The minister of finance should ensure that internal control arrangements exist in conformity with its guidelines and that it assesses annually the quality and adequacy of line ministry and local government compliance. Line ministries and local governments should be expected to prepare an annual statement setting out how well the internal control mechanisms have performed during the year including failures and deficiencies (such as not meeting objectives and performance standards) and the corrective actions that have been taken.

A critical feature in the success of the PFM/IC reform will be the ability of the prime minister or other head of government supported by the minister of finance to convince fellow ministers of the need for this reform and the benefits that will flow from effective application. The minister of finance will consequently require a capacity to challenge the arguments of those who wish to retain traditional arrangements.

The reform is a long-term reform. An important responsibility of the minister of finance is to maintain the momentum of the reform over time and to ensure that it has widespread political support, that is, local ownership of the reform.
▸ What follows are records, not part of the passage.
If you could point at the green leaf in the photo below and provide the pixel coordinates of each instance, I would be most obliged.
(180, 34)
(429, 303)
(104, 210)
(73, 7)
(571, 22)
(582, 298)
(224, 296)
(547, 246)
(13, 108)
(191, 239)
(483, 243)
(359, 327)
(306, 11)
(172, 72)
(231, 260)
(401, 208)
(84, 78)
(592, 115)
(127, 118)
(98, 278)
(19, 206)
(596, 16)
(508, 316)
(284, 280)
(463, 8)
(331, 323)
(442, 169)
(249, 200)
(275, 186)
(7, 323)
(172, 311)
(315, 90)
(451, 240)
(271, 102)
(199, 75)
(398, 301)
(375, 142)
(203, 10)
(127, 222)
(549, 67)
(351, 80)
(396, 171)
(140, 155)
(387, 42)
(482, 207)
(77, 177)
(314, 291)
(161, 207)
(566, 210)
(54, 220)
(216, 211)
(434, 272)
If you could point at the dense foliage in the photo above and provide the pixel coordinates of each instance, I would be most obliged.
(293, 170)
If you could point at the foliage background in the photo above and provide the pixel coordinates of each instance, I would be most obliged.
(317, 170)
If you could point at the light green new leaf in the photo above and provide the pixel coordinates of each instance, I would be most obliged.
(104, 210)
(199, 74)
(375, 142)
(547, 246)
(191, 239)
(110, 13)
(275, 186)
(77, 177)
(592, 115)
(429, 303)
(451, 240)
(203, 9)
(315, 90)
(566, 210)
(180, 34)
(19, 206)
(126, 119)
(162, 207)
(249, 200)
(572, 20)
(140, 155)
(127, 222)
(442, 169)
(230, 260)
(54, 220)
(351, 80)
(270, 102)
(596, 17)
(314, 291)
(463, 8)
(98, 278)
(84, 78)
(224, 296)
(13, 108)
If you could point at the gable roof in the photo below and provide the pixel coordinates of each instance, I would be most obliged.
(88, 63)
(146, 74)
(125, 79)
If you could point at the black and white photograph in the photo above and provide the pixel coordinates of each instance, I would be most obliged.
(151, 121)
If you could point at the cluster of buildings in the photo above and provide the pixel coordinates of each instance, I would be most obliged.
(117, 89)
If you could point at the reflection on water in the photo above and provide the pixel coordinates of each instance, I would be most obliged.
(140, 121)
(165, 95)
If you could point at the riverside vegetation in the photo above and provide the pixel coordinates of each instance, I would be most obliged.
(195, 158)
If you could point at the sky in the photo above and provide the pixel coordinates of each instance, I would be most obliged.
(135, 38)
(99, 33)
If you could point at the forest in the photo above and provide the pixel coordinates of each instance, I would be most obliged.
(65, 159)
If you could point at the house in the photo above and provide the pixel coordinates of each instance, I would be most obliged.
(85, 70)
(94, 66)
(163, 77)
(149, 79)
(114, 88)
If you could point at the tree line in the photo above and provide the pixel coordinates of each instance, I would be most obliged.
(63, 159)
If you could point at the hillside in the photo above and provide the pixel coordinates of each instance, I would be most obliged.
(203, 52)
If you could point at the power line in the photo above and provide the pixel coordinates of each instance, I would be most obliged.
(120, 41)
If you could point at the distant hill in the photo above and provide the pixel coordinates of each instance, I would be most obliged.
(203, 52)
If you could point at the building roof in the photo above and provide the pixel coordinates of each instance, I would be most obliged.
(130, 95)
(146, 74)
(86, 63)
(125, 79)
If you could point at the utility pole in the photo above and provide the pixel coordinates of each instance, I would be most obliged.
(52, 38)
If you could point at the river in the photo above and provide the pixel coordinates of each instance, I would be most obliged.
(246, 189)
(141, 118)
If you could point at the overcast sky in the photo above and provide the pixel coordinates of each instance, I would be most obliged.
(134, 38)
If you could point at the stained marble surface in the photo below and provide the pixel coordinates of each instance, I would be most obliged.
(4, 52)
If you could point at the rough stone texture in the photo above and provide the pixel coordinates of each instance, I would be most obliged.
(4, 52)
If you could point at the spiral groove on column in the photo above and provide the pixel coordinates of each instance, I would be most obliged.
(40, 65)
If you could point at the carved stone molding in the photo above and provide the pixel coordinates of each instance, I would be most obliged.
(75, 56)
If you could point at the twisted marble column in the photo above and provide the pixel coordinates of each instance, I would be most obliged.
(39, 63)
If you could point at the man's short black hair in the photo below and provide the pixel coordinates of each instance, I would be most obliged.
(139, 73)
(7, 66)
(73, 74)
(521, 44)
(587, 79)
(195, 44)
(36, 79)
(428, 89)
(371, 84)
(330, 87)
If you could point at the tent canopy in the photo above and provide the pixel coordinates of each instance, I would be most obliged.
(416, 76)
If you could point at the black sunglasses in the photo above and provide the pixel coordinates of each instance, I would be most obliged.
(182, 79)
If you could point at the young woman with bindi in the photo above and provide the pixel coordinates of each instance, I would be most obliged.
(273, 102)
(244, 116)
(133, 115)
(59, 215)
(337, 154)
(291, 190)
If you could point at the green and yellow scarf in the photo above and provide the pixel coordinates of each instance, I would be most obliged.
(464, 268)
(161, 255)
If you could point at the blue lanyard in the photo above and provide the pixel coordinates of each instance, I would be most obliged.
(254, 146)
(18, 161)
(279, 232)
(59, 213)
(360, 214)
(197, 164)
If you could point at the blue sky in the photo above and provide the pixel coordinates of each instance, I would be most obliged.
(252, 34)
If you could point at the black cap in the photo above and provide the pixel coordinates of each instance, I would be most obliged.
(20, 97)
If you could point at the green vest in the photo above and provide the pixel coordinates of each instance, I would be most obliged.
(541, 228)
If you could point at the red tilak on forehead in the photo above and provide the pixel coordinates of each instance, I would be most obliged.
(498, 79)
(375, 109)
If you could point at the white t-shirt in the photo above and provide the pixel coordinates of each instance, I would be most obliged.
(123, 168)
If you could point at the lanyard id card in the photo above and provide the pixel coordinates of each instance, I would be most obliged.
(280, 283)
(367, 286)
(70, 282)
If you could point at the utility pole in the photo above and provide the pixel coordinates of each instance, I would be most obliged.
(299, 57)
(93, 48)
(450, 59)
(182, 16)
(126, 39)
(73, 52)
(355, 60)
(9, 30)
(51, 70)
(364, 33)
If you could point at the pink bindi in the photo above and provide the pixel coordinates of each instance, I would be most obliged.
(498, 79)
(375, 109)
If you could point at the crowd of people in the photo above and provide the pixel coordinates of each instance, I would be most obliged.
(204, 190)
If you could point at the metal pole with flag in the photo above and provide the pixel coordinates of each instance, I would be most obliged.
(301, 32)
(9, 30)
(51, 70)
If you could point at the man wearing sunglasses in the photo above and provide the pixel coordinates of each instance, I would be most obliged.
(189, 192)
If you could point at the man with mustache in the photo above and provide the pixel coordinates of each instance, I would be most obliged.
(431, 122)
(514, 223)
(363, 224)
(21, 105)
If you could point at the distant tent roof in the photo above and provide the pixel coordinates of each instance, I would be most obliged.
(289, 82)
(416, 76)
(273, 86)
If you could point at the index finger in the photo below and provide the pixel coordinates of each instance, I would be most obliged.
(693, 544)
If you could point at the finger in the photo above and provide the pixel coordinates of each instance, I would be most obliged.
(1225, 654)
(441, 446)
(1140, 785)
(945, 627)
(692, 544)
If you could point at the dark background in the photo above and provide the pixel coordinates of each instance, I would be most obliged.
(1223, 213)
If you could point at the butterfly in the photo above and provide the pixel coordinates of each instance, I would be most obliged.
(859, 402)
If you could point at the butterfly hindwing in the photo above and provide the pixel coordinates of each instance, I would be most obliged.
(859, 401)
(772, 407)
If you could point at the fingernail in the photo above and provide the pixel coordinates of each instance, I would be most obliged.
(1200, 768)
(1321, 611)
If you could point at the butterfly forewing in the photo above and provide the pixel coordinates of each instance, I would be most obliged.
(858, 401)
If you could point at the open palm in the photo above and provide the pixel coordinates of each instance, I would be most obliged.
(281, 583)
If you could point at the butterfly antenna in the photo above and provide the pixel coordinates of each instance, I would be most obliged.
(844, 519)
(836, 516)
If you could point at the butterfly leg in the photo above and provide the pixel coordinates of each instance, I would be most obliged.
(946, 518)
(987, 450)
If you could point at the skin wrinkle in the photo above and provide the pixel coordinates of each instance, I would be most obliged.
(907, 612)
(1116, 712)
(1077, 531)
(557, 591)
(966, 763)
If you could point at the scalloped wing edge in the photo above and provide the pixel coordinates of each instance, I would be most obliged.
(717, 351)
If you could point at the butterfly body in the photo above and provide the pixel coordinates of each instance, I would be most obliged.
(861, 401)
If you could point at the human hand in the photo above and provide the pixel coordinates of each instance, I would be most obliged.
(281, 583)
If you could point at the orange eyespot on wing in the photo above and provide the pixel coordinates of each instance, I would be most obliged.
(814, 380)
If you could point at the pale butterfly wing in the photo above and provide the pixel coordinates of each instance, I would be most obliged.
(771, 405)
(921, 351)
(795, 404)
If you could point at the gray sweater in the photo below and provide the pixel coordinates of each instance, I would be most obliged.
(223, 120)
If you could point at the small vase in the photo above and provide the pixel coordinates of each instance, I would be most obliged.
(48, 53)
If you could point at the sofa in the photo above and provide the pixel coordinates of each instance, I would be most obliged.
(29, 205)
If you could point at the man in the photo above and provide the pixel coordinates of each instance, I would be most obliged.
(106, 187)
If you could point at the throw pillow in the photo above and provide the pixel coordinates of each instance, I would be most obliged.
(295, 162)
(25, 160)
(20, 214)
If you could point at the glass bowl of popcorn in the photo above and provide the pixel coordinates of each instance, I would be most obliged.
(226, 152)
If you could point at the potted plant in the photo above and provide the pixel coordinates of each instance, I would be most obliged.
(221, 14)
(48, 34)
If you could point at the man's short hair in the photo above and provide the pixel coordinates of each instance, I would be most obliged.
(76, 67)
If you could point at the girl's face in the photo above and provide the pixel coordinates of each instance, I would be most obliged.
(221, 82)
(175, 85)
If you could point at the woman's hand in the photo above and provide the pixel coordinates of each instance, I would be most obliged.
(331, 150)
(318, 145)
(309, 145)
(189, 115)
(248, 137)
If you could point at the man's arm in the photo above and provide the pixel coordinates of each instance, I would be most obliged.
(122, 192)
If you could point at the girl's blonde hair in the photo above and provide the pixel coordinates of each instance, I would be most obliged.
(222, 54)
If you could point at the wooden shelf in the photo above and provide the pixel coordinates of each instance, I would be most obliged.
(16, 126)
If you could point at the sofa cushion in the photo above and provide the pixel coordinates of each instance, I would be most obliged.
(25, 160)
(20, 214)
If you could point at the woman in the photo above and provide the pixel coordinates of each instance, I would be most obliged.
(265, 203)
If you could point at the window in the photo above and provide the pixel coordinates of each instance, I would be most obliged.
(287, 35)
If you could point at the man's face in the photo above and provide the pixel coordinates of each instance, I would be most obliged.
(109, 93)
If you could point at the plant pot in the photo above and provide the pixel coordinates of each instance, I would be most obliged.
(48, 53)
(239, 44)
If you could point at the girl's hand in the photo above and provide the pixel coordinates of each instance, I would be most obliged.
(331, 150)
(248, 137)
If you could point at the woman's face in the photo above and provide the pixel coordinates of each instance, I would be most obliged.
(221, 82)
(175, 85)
A key to maintaining the momentum of the reform will be the establishment within the ministry of finance of a well-resourced and expert specialist department responsible for the detailed introduction and development of PFM/IC. This department should have equal status to other ministry of finance departments.

The benefits from the application of the reform are substantial but there are costs that will offset some of those benefits. However, if the reform is not properly applied and is regarded simply as a technical financial control reform focussed on introducing additional bureaucratic procedures the benefits of the reform will not be achieved.